Boy, nothing gets women piqued faster than telling them that men are the better-looking sex.

I had this conversation with two female friends recently, one of whom skeptically said to me, “Do you really believe that?”

Yes, I do, though perhaps not in the way they might think. Of course, the average woman – with her makeup and her Spanx – might be more gussied up than the average guy. But what I mean is that aesthetically, the best-looking man is better-looking than the best-looking woman, that I would take the Apollo Belvedere over the Venus de Milo any day of the week and twice on Sunday.

Blame it on hormones. Male hormones give them bigger, hotter, lusher, more dangerous looks that read easily across a crowded room. Consider Colin Kaepernick, photographed by Bruce Weber on the cover of the new V Man magazine. 

Yeah, yeah, yeah, he has a nose like a toucan, closely cropped hair and lots of tattoos, which displease some of the fashion police.

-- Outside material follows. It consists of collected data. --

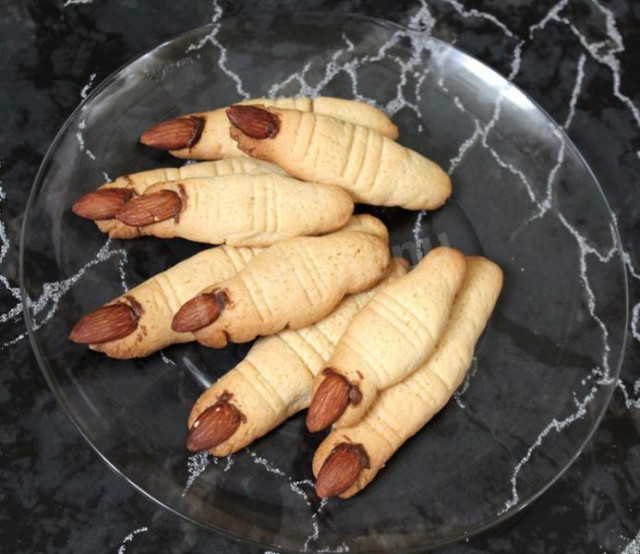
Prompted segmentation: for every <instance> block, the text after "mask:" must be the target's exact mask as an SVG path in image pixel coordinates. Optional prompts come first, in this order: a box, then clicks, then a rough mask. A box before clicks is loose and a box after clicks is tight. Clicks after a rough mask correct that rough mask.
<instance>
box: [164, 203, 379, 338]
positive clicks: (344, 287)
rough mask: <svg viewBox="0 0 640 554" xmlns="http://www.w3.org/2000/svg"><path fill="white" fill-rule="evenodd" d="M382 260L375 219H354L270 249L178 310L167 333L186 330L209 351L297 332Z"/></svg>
mask: <svg viewBox="0 0 640 554" xmlns="http://www.w3.org/2000/svg"><path fill="white" fill-rule="evenodd" d="M388 263H389V246H388V234H387V230H386V227H385V226H384V225H383V224H382V223H381V222H380V221H379V220H378V219H376V218H375V217H372V216H369V215H360V216H355V217H353V218H351V220H349V223H348V224H347V225H346V226H345V227H344V228H343V229H341V230H339V231H336V232H335V233H330V234H328V235H323V236H320V237H298V238H295V239H289V240H286V241H282V242H279V243H277V244H274V245H273V246H270V247H269V248H267V249H266V250H265V251H264V252H262V253H261V254H260V255H259V256H256V257H255V258H254V259H253V260H252V262H251V263H250V264H249V265H248V266H247V267H246V268H245V269H244V270H242V271H240V272H239V273H238V274H237V275H235V276H234V277H232V278H230V279H228V280H226V281H222V282H218V283H215V284H213V285H212V286H210V287H207V288H206V289H204V290H203V291H202V292H201V293H200V294H199V295H198V296H196V297H195V298H193V299H192V300H190V301H189V302H187V303H186V304H185V305H184V306H182V308H180V310H179V311H178V313H177V314H176V315H175V317H174V319H173V329H174V330H176V331H179V332H187V331H190V332H193V334H194V335H195V337H196V339H197V340H198V342H200V343H201V344H204V345H205V346H211V347H213V348H222V347H224V346H226V344H227V343H228V342H248V341H250V340H253V339H254V338H256V337H257V336H259V335H272V334H274V333H278V332H280V331H282V330H283V329H285V328H289V329H301V328H302V327H307V326H308V325H311V324H312V323H315V322H316V321H319V320H320V319H322V318H323V317H325V316H326V315H328V314H329V313H330V312H331V311H332V310H333V309H334V308H335V307H336V306H337V305H338V304H339V303H340V301H341V300H342V298H343V297H344V296H345V295H347V294H355V293H358V292H362V291H364V290H367V289H369V288H370V287H372V286H373V285H375V284H376V283H377V282H378V281H380V279H382V277H383V276H384V273H385V271H386V269H387V265H388Z"/></svg>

And yet – wow – those eyes, like Cognac in firelight; those long, thick lashes; that cut jawline (to go with that cut body). Ladies, ladies,  do you think a woman could carry those off? Do you think a woman could absorb his so-called imperfections? Please: It’s no contest. 

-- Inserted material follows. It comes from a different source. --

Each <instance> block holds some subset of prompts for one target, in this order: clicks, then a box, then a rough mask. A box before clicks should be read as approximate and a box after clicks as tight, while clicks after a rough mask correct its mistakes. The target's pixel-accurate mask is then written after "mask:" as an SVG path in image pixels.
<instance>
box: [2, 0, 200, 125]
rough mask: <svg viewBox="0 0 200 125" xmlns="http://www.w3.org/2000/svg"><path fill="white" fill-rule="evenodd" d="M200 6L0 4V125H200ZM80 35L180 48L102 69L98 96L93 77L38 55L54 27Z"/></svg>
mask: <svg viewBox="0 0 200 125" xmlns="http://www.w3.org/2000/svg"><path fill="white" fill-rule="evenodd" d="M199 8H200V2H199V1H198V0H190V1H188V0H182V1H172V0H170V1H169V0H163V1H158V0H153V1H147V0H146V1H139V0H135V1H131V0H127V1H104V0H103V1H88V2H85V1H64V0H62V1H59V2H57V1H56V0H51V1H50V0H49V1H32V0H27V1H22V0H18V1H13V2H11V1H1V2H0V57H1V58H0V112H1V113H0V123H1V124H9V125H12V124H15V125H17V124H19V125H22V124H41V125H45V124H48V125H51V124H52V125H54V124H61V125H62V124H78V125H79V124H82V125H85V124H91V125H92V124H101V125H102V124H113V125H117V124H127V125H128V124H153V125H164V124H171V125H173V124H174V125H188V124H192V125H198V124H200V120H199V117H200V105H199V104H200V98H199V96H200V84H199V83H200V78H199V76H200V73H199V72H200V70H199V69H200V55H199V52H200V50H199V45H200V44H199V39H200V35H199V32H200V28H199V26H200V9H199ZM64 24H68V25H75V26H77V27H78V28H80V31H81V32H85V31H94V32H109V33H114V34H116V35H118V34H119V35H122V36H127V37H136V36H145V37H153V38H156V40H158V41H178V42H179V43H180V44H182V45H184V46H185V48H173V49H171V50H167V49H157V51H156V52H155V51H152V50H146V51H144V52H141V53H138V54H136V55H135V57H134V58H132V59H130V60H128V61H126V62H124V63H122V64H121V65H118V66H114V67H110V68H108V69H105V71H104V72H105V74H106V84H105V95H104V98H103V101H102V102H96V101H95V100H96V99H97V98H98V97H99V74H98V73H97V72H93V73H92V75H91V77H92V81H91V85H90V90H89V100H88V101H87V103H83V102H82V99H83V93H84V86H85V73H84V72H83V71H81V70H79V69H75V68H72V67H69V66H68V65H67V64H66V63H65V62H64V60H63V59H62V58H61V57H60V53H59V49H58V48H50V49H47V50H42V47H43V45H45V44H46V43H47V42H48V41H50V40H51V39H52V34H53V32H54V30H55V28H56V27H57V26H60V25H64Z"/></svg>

Still, women are reluctant to relinquish their status as primary sex objects as they have learned to wield that status in the battle of the sexes. I was reminded of this when I wrote about the exhibit “Strut: The Peacock in Beauty and Art” (Oct. 11-Jan. 18, Hudson River Museum, Yonkers) in WAG magazine’s October “Brain Power” issue. Because nothing captures the way women have cornered the beauty market like the peacock.

It’s is one of the most aggressively male animals.  As I said in the article, I once saw a peacock, tail feathers spread, square off against an Old English Sheepdog. Ah, those iridescent feathers, as if they were colored by Louis Comfort Tiffany; that stratospheric squeal – and all in pursuit of the drab peahen to make mottled chicks.

But since ancient times the peacock has been the province of women, sacred to the queen of the Roman gods, Juno, and all of her daughters from modern dance diva Ruth St. Denis to ecdysiast Gypsy Rose Lee to movie siren Hedy Lamarr to saucy songbird Katy Perry. Indeed, Lamarr – whose creation, with composer George Anthell, of frequency hopping would be used by the U.S. military and become the basis for modern spread-spectrium communication technology – would wear a gown of peacock feathers gleaned from director Cecil B. DeMille’s farm for her role as the Philistine temptress in his “Samson and Delilah” (1949).

What does it mean to wear another’s skin (or feathers)? It means to conquer the other but also to identify with the other, to vanquish by submitting, to, in the words of the Chinese philosopher Lao Tzu, “yield and overcome.”

In the game of beauty, women still stoop to conquer.